Omar Sharif, I fell in love with his dreamy eyes and lovely accent!


----------



## SeaBreeze (Nov 12, 2021)

Paul Newman.  @Ruthanne, I like Nicholas Cage too.


----------



## PamfromTx (Nov 12, 2021)

Those piercing blue eyes _*had*_ me in a state of hypnosis for ages.  Those pouty lips weren't bad either.  

Paul Newman


----------



## palides2021 (Nov 12, 2021)

Shero said:


> Omar Sharif, I fell in love with his dreamy eyes and lovely accent!

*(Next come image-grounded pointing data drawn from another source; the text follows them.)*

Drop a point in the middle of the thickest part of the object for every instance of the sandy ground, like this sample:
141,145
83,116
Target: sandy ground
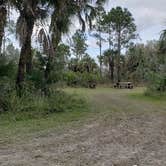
135,135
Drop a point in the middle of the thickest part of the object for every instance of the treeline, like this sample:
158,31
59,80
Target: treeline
30,72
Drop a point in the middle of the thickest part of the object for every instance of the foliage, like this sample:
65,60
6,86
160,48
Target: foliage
79,45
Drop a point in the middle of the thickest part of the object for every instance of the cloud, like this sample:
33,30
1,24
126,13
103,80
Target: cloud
147,13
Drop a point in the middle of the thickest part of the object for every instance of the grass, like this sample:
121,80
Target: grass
139,94
21,125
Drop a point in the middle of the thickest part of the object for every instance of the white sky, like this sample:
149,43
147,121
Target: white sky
150,18
149,15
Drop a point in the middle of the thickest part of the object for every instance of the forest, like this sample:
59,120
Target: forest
49,78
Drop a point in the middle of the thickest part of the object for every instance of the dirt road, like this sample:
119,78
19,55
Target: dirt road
122,132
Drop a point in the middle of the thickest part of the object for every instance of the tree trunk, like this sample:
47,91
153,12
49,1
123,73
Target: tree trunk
3,16
25,61
118,57
111,68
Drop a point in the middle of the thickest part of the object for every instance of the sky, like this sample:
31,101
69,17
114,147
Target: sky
149,15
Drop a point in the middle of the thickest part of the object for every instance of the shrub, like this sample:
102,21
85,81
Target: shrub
157,84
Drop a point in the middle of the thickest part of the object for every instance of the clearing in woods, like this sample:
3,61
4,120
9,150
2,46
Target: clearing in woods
122,128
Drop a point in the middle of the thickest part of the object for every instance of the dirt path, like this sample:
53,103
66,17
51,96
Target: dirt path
124,132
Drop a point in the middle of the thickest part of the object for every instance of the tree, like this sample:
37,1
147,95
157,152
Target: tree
109,56
123,27
3,16
79,45
98,27
61,20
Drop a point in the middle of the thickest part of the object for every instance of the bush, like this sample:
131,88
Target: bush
32,105
157,84
84,79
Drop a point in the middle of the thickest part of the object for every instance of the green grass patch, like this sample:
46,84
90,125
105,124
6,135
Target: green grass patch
140,95
41,114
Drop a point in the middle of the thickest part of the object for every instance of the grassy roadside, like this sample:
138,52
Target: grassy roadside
100,100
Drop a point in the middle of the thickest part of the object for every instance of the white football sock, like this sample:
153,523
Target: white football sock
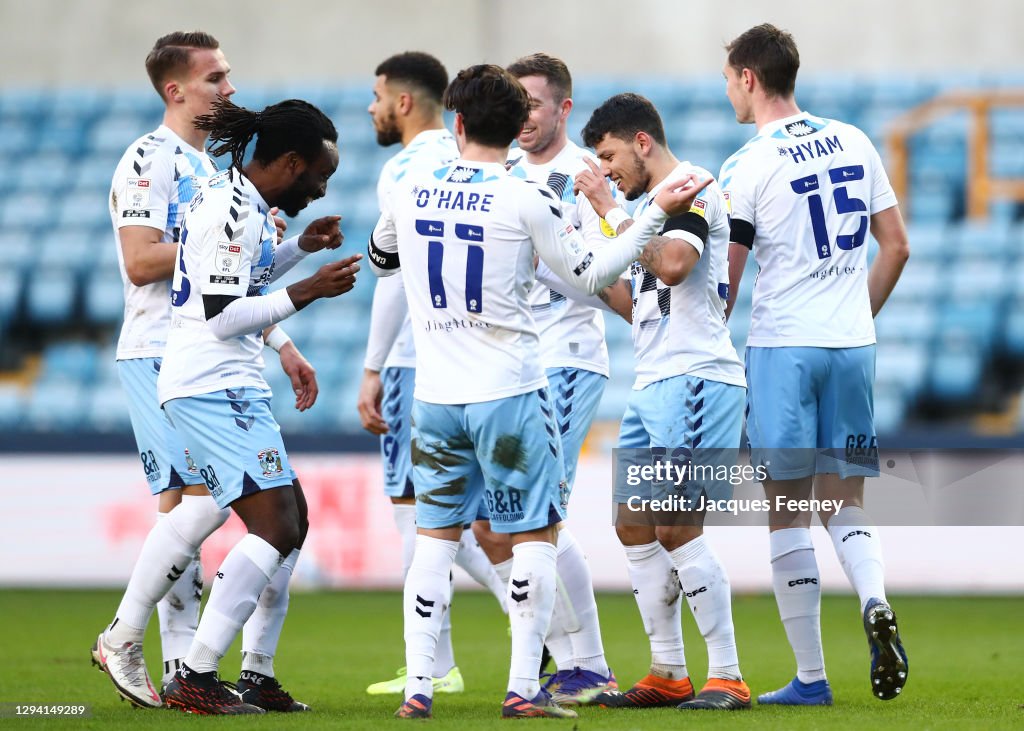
404,520
798,593
859,551
504,571
584,629
428,592
655,587
473,561
178,615
531,598
261,632
706,587
444,653
247,570
169,550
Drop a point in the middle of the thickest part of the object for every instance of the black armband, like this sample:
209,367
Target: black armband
741,232
690,222
215,304
381,258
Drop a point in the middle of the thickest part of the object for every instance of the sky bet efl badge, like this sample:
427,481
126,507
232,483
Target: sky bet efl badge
138,192
228,257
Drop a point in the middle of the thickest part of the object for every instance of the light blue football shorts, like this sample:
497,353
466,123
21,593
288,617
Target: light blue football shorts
238,444
506,452
684,419
811,411
577,393
396,407
167,463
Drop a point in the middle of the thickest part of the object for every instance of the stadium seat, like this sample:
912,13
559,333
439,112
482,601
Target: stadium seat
12,402
51,296
57,406
108,409
69,360
954,375
10,294
104,297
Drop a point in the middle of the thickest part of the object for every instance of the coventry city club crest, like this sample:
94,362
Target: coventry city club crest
269,462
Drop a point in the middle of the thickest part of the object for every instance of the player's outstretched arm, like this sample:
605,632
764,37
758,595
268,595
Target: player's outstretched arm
894,250
232,315
561,248
146,258
302,375
737,261
323,233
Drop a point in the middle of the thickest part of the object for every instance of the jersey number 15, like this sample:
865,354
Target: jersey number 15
844,204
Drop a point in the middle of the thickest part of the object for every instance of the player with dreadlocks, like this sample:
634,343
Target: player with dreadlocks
211,385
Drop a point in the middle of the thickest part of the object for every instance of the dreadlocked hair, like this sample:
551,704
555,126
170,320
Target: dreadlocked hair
293,125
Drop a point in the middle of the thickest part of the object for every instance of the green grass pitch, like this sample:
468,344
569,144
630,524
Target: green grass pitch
967,663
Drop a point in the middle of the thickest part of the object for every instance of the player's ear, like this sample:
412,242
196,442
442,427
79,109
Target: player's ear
173,91
642,142
566,108
404,103
748,77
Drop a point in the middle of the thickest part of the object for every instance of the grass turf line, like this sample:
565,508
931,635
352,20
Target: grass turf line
967,662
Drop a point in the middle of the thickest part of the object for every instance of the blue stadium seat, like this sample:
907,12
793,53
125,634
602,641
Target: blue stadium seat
929,240
25,209
906,321
975,276
87,208
1013,331
901,366
10,294
970,321
68,248
954,375
104,297
69,360
108,409
12,403
890,410
51,296
56,406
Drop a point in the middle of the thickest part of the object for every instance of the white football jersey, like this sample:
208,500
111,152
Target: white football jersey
152,185
571,333
681,330
227,247
430,148
806,187
466,235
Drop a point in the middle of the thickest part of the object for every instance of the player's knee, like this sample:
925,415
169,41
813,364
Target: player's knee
672,536
635,534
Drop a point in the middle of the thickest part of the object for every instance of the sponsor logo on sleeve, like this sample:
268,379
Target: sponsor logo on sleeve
138,192
228,257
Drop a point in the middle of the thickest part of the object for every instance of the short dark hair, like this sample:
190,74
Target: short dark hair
493,103
287,126
623,116
172,53
553,70
419,70
771,54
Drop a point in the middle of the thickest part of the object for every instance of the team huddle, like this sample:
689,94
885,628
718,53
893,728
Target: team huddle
486,361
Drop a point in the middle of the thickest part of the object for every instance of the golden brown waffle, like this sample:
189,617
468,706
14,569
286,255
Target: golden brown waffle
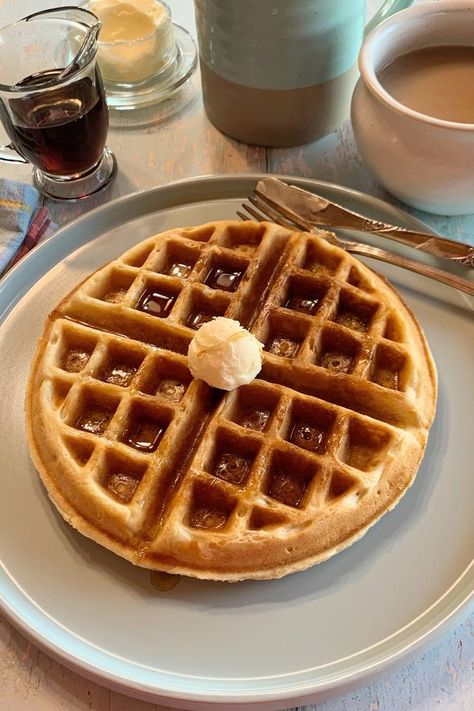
257,483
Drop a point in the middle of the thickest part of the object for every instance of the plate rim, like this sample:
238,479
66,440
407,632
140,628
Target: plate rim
445,609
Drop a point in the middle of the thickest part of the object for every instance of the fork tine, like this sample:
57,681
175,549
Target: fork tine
265,204
268,213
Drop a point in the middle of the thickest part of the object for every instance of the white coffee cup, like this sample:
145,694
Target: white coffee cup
424,161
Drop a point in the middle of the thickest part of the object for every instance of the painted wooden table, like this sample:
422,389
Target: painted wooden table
186,145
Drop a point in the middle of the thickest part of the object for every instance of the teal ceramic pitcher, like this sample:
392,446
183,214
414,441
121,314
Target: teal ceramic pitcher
281,72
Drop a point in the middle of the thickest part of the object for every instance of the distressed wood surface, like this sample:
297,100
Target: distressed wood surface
440,677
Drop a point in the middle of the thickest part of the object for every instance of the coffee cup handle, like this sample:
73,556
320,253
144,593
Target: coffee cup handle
9,154
388,8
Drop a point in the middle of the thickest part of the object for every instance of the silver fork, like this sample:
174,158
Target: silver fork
260,210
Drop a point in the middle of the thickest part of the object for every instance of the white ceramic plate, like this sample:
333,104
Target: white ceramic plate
271,644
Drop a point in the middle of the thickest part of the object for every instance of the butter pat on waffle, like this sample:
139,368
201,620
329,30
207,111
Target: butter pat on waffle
259,482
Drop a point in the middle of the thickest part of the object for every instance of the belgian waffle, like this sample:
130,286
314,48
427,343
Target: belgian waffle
257,483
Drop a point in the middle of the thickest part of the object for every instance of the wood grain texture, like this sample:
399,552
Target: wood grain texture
165,150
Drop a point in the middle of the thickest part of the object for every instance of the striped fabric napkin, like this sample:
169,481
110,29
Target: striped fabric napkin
22,222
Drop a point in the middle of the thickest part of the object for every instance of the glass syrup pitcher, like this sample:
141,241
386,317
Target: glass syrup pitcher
52,102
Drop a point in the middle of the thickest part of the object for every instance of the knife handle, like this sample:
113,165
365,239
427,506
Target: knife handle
437,246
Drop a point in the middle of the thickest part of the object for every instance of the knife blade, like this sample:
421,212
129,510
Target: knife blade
318,211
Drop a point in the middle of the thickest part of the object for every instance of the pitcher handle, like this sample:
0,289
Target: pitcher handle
9,154
388,8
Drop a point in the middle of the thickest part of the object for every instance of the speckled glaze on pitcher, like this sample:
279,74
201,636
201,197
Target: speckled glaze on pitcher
280,72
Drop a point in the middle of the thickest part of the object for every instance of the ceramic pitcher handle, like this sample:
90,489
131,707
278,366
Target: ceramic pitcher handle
387,9
8,154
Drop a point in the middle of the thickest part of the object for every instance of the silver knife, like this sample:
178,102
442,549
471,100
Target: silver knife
317,211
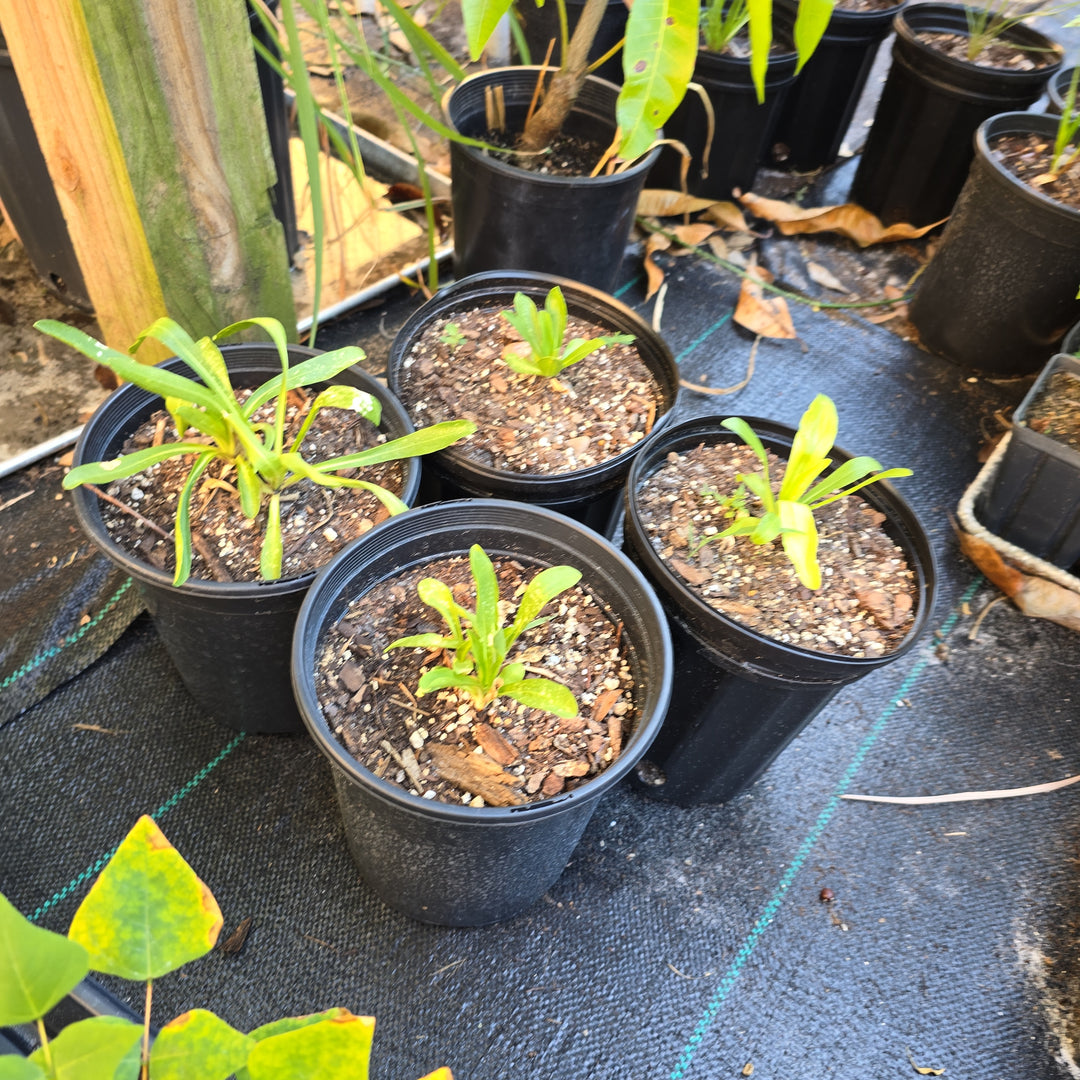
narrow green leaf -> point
(271, 553)
(799, 538)
(199, 1045)
(481, 18)
(147, 914)
(37, 967)
(102, 1048)
(659, 54)
(335, 1049)
(543, 693)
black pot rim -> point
(1018, 123)
(88, 507)
(706, 429)
(915, 17)
(483, 285)
(332, 579)
(504, 169)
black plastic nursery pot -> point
(1001, 288)
(743, 127)
(28, 198)
(741, 697)
(540, 27)
(461, 865)
(1033, 499)
(919, 149)
(229, 640)
(586, 495)
(819, 107)
(510, 218)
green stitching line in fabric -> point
(170, 804)
(774, 903)
(70, 639)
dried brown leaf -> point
(848, 219)
(657, 202)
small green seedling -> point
(257, 451)
(480, 643)
(790, 513)
(542, 351)
(147, 915)
(451, 335)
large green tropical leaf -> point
(659, 55)
(37, 967)
(198, 1045)
(147, 914)
(102, 1048)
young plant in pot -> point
(477, 676)
(1033, 498)
(766, 634)
(1001, 288)
(953, 68)
(228, 484)
(563, 381)
(146, 916)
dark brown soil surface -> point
(866, 602)
(1029, 158)
(1000, 53)
(440, 746)
(1055, 413)
(596, 409)
(316, 522)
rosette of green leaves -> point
(543, 332)
(788, 514)
(480, 643)
(264, 463)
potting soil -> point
(788, 934)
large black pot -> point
(819, 107)
(229, 640)
(741, 697)
(586, 495)
(462, 865)
(920, 147)
(1001, 289)
(743, 127)
(540, 25)
(509, 218)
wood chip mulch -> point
(440, 746)
(866, 604)
(596, 409)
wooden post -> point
(51, 51)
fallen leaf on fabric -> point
(658, 202)
(655, 275)
(767, 315)
(1035, 596)
(825, 278)
(848, 219)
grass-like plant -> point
(264, 463)
(147, 915)
(543, 334)
(478, 644)
(788, 513)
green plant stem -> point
(809, 301)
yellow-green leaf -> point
(659, 55)
(336, 1048)
(102, 1048)
(37, 967)
(198, 1045)
(147, 913)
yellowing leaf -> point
(850, 220)
(659, 202)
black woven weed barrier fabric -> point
(678, 943)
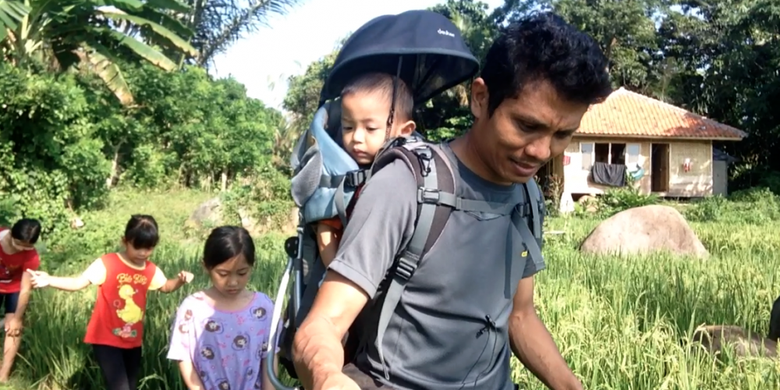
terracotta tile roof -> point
(626, 113)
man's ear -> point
(479, 98)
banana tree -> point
(94, 35)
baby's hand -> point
(38, 278)
(185, 276)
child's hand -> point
(39, 278)
(185, 277)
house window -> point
(632, 154)
(586, 152)
(608, 153)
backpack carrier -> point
(426, 50)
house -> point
(668, 150)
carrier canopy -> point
(436, 199)
(420, 47)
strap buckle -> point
(428, 195)
(524, 209)
(424, 156)
(406, 267)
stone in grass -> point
(715, 338)
(643, 230)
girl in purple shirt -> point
(220, 334)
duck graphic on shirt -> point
(130, 314)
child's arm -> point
(327, 242)
(190, 376)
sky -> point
(265, 59)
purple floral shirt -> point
(226, 348)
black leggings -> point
(120, 366)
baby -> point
(365, 108)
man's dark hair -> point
(26, 230)
(543, 46)
(383, 83)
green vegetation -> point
(109, 111)
(620, 323)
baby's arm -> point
(95, 273)
(190, 376)
(327, 242)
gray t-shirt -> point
(450, 327)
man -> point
(17, 253)
(463, 312)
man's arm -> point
(317, 347)
(532, 343)
(381, 222)
(24, 295)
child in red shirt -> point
(115, 329)
(17, 253)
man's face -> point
(523, 133)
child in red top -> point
(115, 329)
(17, 253)
(365, 107)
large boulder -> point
(643, 230)
(715, 338)
(210, 214)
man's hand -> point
(13, 327)
(39, 278)
(337, 381)
(185, 277)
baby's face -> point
(363, 124)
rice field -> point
(619, 322)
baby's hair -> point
(227, 242)
(383, 83)
(27, 230)
(142, 232)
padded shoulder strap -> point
(536, 207)
(431, 172)
(436, 198)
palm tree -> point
(89, 35)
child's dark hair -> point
(27, 230)
(227, 242)
(141, 231)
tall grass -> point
(620, 323)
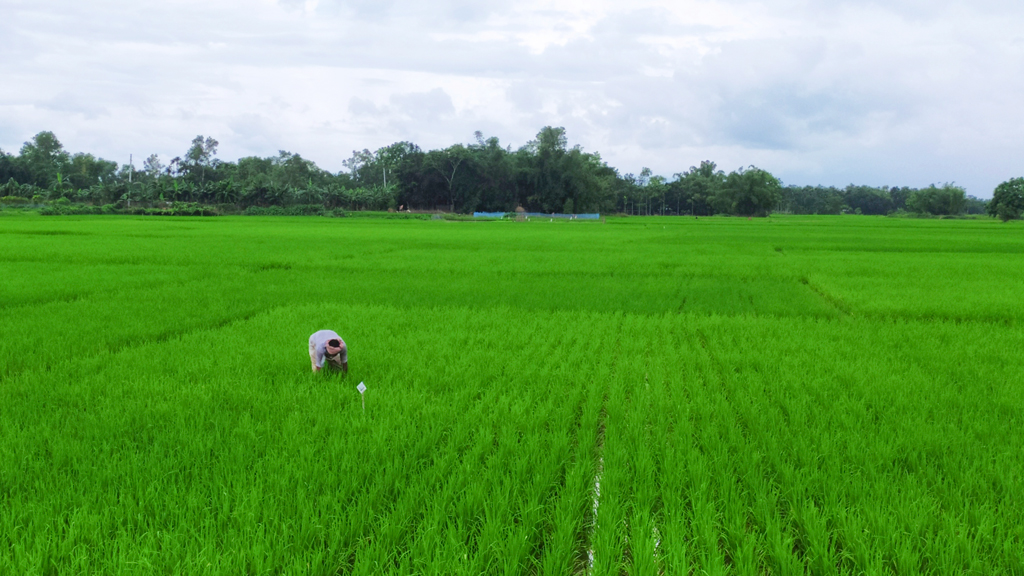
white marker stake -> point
(363, 388)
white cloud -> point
(905, 92)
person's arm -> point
(312, 357)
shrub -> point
(1008, 200)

Me, too! I used to think my dad looked like Omar Sharif and told him one day. He had the same eyes.


----------



## Ruthanne (Nov 12, 2021)

@SeaBreeze  and @PamfromTx I forgot how adorable Paul Newman is/was!  Let's not forget Robert Redford!!  I had forgot about him, too!


----------



## SeaBreeze (Nov 12, 2021)

jujube said:


> Michael Landon.  <sigh>


I think a lot of us liked Little Joe.


----------



## PamfromTx (Nov 12, 2021)

Ruthanne said:


> @SeaBreeze  and @PamfromTx I forgot how adorable Paul Newman is/was!  Let's not forget Robert Redford!!  I had forgot about him, too!
> 
> View attachment 194315
> 
> ...


Love his hair ... and him too, @Ruthanne


----------



## MrPants (Nov 12, 2021)

Sophia Loren for sure when I was in my formative years.
I was very attracted to her .... um ....er personality?


----------



## palides2021 (Nov 12, 2021)

Ruthanne said:


> @SeaBreeze  and @PamfromTx I forgot how adorable Paul Newman is/was!  Let's not forget Robert Redford!!  I had forgot about him, too!
> 
> View attachment 194315
> 
> ...


Yes!!! He was very handsome!!


----------



## SeaBreeze (Nov 12, 2021)

For a while I liked Sal Mineo, kind of a bad boy vibe.  When very young, around 12, I liked Dr. Kildare (Richard Chamerlain).






Matt Dillon


----------



## palides2021 (Nov 12, 2021)

There are many men listed here that I also had crushes on. What about Christopher Reeve and Cary Grant?


----------



## Ruthanne (Nov 12, 2021)

MrPants said:


> Sophia Loren for sure when I was in my formative years.
> I was very attracted to her .... um ....er personality?
> View attachment 194318


She sure is beautiful there!


----------



## Ruthanne (Nov 12, 2021)

Besides being a GREAT actor IMO I felt attracted to Robert DeNiro!


----------



## timoc (Nov 12, 2021)

Did You Ever Have A Crush on an Actor/Actress?​
*Absolutely*, definitely, a Goddess of all my dreams, but she will remain secret, well I'm not telling you lot who I dream about, a gentleman never tells. Chuck a few drams of a good single malt down me and I might give you a clue.


----------



## Ruthanne (Nov 12, 2021)

timoc said:


> Did You Ever Have A Crush on an Actor/Actress?​
> *Absolutely*, definitely, a Goddess of all my dreams, but she will remain secret, well I'm not telling you lot who I dream about, a gentleman never tells. Chuck a few drams of a good single malt down me and I might give you a clue.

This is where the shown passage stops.